EVERETT, Wash. — Rich, red strawberry jam, crunchy dill pickles, homemade salsa – nothing tastes better than home-preserved foods. In addition, a well-stocked pantry is a big step towards ensuring your family always has plenty of healthy food available. However, safely preserving food at home requires a bit of knowledge, time set aside, and a small investment in equipment.
New to the science of canning? Been a few years since you’ve canned? Learn about the most recent research and changes to home canning procedures in a series of four online workshops via Zoom.
Basics of Safe Canning – Wed. June 2, 2021, 7:00–8:00pm
First in the series, we’ll cover the basics of food safety and canning skills, equipment, high and low acid foods, along with hot water bath and pressure canning.

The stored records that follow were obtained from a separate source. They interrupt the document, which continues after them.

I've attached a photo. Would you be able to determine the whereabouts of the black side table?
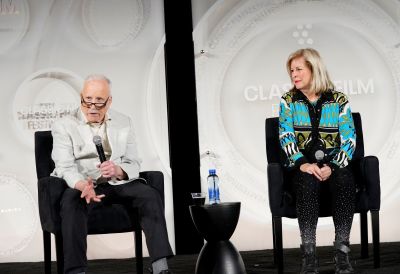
[189,202,246,274]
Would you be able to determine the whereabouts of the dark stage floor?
[0,242,400,274]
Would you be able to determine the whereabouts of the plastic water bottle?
[207,169,221,204]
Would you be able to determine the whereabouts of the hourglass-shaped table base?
[189,202,246,274]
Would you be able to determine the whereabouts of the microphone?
[93,135,106,163]
[314,149,325,168]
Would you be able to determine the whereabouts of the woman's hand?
[321,164,332,181]
[300,163,323,181]
[98,161,125,180]
[300,163,332,181]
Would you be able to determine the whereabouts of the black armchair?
[35,131,164,274]
[265,113,381,273]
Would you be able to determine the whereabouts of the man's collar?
[78,108,111,125]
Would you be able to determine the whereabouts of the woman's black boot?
[333,241,354,274]
[300,243,319,274]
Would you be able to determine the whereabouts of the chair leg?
[272,217,283,274]
[55,232,64,274]
[272,217,278,265]
[43,231,51,274]
[134,228,143,274]
[371,210,381,268]
[360,212,368,259]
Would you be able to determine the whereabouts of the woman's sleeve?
[329,94,356,171]
[279,97,308,167]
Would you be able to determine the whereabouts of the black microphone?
[314,149,325,168]
[93,135,106,163]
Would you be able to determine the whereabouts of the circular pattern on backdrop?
[0,174,39,257]
[82,0,151,49]
[12,68,83,148]
[0,0,29,54]
[194,0,400,225]
[147,0,400,227]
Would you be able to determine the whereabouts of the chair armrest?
[267,163,284,216]
[360,156,381,210]
[139,171,165,206]
[38,176,68,233]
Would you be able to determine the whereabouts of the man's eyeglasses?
[81,97,110,110]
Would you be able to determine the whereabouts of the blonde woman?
[279,48,356,274]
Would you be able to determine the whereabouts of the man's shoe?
[148,267,174,274]
[333,241,354,274]
[160,269,174,274]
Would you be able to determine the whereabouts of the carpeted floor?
[0,242,400,274]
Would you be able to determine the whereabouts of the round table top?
[189,202,241,241]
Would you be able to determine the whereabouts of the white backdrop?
[0,0,400,262]
[0,0,175,262]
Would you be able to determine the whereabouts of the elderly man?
[52,75,173,274]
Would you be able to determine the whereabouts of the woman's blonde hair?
[286,48,335,94]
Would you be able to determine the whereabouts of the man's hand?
[98,161,127,180]
[300,163,324,181]
[75,177,105,204]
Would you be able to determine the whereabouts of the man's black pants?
[60,181,173,274]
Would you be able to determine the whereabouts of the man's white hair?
[85,74,111,91]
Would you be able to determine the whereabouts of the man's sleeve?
[51,121,85,188]
[119,119,141,180]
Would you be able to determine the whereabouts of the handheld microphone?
[314,149,325,168]
[93,135,106,163]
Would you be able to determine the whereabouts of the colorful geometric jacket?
[279,90,356,171]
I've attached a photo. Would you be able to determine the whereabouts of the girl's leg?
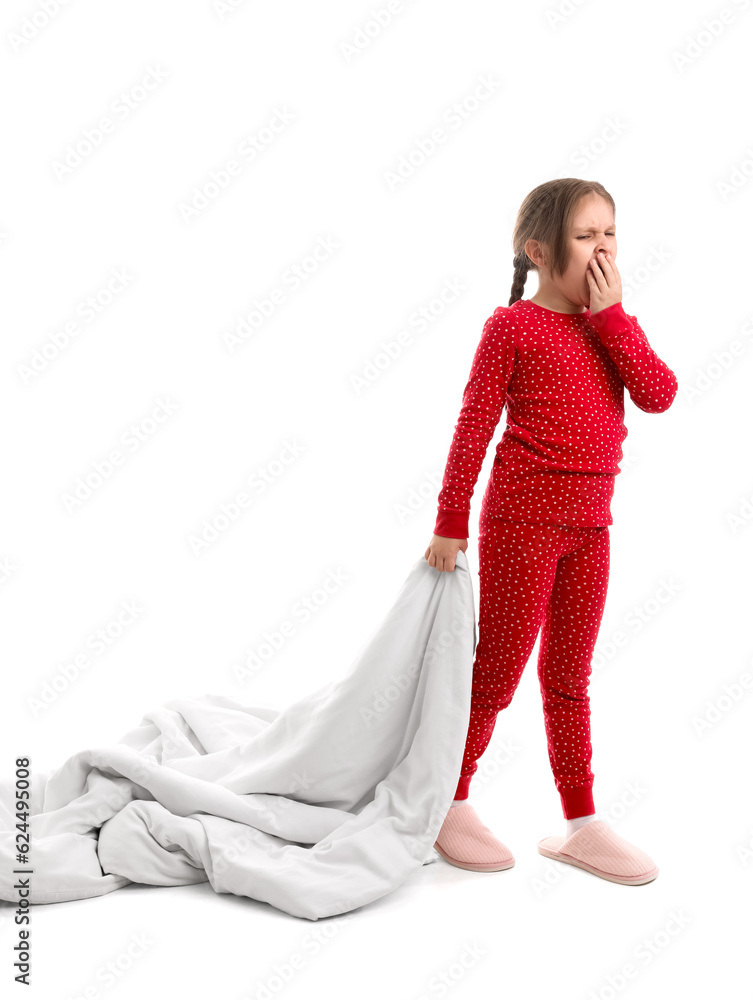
[538,527,609,819]
[455,520,573,800]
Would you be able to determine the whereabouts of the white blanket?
[0,552,476,920]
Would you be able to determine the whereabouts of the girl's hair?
[507,177,615,306]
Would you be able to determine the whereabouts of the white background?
[0,0,753,1000]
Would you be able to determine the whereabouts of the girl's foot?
[434,802,515,872]
[538,819,659,885]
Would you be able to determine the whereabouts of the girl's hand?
[424,535,468,573]
[586,251,622,316]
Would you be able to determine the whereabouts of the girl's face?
[558,194,617,308]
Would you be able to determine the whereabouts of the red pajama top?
[434,299,677,538]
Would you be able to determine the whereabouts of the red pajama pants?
[455,508,609,819]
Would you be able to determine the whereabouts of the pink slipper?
[434,802,515,872]
[539,819,659,885]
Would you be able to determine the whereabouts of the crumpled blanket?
[0,552,476,920]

Jams, Jellies, and Spreads – Wed. June 16, 2021, 7:00–8:00pm
Learn how to create that perfect balance of fruit, sweetener, and other ingredients to enhance flavor and shelf life with research-based recipes. Low and no-sugar options covered.
Quick Pickles – Wed. June 30, 2021, 7:00–8:00pm
Crisp, tasty pickles are the ultimate test of a canner’s skill. Learn how to make a great product every time. Third in the series, we’ll cover the basics of making shelf-stable quick pickles.
Tomatoes, Salsa, & Relish 7:00–8:00pm – Wednesday, July 14, 2021
Learn how to turn the local abundance of tomatoes and fresh vegetables into jars of color and flavor for the dreary days of winter.
Cost is $5 per workshop or save and take all four for $10! Register online at Preserve-The-Harvest.
Instructor Kate Ryan has been canning ever since she learned from her grandmother as a child. Throughout the years, her occasional failures prompted a quest to learn the best and safest methods for home food preservation. When WSU revived their home food preservation training program several years ago, it was the perfect opportunity for Kate to brush off her skills and learn the most up-to-date science and protocols for safe food preservation.